St. John's ERs bottlenecked and busier than ever, says doctor

·4 min read
Dr. Doug Drover, Eastern Health's chief of staff at Eastern Health, says a shortage of nurses, particularly in long-term care, is putting pressure on emergency departments in St. John's. (CBC - image credit)
Dr. Doug Drover, Eastern Health's chief of staff at Eastern Health, says a shortage of nurses, particularly in long-term care, is putting pressure on emergency departments in St. John's. (CBC - image credit)

The emergency rooms at two hospitals in St.John's are busier now than before the pandemic, says Eastern Health's chief of staff, and filled with patients requiring intense and urgent care.

Dr. Doug Drover said the emergency rooms at St. Clare's Mercy Hospital and the Health Sciences Centre are "extremely busy," with the number of patients exceeding that prior to COVID-19. Adding to the problem: the people showing up need more attention.

"Normally, about two-thirds of our patients are less urgent. So they don't need the urgent emergent care that's provided in the ER department," said Drover.

"It appears over the last number of months that that's reversed. So actually two-thirds of our patients are requiring much more intense care than previously."

The departments are operating most of the time at a 100 per cent occupancy rate, and at times exceeding that, he said.

Admitting and getting these patients seen is one issue, said Drover, and discharging them is another, creating "a bit of a bottleneck," he said. There are about 30 patients admitted a day between the two departments, but about 80 patients who need to be transferred elsewhere occupying acute-care beds.

"That makes the problem worse," he told CBC TV's Here & Now.

Although some people are waiting for beds up to 12 to 14 hours, "they do get ongoing care, so there's no concern there."

Paul Daly/CBC
Paul Daly/CBC

Nurse shortage 'severe'

The causes behind the emergency department crunch are complex, he said, but in part come down to staffing.

"We have a severe shortage of nurses," he said, adding there are hundreds of vacancies across Newfoundland and Labrador.

That echoes what the Registered Nurses' Union of Newfoundland and Labrador has been saying for some time: that unfilled positions are stressing existing nurses' workloads and causing service problems. In June, Eastern Health stopped admitting new patients to four long-term care homes in St. John's due to nurse shortages.

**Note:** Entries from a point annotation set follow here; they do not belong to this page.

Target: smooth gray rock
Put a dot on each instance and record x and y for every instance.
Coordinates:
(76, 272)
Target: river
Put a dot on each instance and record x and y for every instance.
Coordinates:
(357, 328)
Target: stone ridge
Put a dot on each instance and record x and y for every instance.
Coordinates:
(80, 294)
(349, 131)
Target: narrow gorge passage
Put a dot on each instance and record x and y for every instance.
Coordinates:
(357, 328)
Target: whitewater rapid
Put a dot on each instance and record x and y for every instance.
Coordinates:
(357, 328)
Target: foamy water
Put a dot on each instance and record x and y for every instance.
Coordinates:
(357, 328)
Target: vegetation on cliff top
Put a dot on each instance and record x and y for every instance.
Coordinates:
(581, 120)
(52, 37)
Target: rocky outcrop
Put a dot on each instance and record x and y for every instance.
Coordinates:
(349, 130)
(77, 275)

What's happening in long-term care is trickling down to the emergency departments, said Drover.

"We've had great problems within the city making sure that we have our long-term care facilities staffed fully by our nurses. So that prevents problems in offloading our patients," he said.

The nursing issue and flow of patients to those facilities is being looked at by Eastern Health he said, with "all kinds of innovative approaches" being taken. Those include education incentives for nurses willing to take weeks-long shifts in long-term care, letting them choose shifts and allowing them vacation time in the fall. The health authority is also working with the federal government to speed up the process to recruit nurses from abroad, he said.

Between those steps and other avenues to get nurses into long-term care, Drover predicts the emergency room issues will be a short-term problem.

"I believe we could very soon have some of that pressure taken off," Drover said.

Eastern Health is hoping to transfer about 50 patients out of acute care "in the very near future," he said, "which will pretty well eliminate the acute pressures that we have right now."

A virtual ER?

Other emergency departments on the island are also having challenges this summer, as the health authority in Central Newfoundland looks to new models of care to solve recurring staffing problems.

A lack of doctors has meant a lack of emergency services at times on both Fogo Island and at the Connaigre Peninsula Health Centre in Harbour Breton. The latter health centre is now the focus of a new Central Health pilot project: a "virtual emergency room."

With no doctors on some shifts, staff in the centre will be able to assess and take the vital signs of any patients coming in who don't require urgent care, said Dr. David Carroll, Central Health's chief of staff. Those patients will then be connected virtually to a physician in Grand Falls-Windsor for treatment.

The pilot comes out of "a crisis opportunity," Carroll said, to cover some 12-hour shifts when no physicians are available. The idea is to expand the virtual emergency rooms to other small rural hospitals "to offer stability and backup in times of shortage and in times of unexpected physician leave."